D’abord, l’agence Frontex doit exercer sa mission, à savoir soutenir les États membres dans la surveillance des frontières extérieures de l’Union européenne. Il s’agit pour l’Agence de le faire en respectant bien évidemment les droits fondamentaux, mais sans pour autant se transformer en agence des droits fondamentaux ou en agence de l’asile. De telles structures existent déjà au niveau européen.
Ensuite, Frontex n’a pas vocation à remplacer les services douaniers et policiers des États membres. Toutefois, pour agir en totale complémentarité avec ces derniers, elle doit faire l’objet d’un pilotage politique plus musclé par les ministres de l’intérieur des États membres, auxquels il revient de lui fixer des priorités claires.

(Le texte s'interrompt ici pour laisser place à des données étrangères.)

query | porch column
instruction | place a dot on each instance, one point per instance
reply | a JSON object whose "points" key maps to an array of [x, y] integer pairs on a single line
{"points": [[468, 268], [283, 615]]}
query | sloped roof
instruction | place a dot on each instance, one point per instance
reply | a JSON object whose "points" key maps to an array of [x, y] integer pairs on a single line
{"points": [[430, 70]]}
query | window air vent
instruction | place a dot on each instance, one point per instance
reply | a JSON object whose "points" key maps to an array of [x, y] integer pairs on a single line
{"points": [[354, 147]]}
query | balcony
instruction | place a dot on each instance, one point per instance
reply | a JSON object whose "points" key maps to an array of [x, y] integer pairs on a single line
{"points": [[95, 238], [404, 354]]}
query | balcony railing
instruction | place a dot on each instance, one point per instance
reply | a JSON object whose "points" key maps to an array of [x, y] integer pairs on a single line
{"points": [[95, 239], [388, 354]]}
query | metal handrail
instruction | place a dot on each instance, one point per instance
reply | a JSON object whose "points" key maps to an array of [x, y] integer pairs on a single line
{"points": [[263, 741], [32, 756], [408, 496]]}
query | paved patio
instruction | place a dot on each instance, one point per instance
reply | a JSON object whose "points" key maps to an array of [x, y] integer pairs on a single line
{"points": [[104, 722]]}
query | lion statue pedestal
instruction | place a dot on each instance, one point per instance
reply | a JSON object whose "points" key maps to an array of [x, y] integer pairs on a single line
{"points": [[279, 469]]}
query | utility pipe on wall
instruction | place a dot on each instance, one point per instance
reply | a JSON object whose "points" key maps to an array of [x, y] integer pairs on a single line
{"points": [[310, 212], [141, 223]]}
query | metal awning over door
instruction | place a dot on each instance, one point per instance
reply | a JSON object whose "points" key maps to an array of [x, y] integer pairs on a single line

Enfin, ce pilotage politique doit aussi passer par un suivi et un contrôle de Frontex par le Parlement européen et par les parlements nationaux. Il s’agit d’un enjeu démocratique et d’une demande récurrente de notre commission des affaires européennes sur laquelle, je pense, nous pouvons tous nous retrouver.
Nous autres, parlementaires nationaux, sommes plus au fait des attentes de nos concitoyens. Nous devons donc prendre toute notre part à ce contrôle pour obtenir des résultats concrets, sinon les États membres se détourneront de Frontex.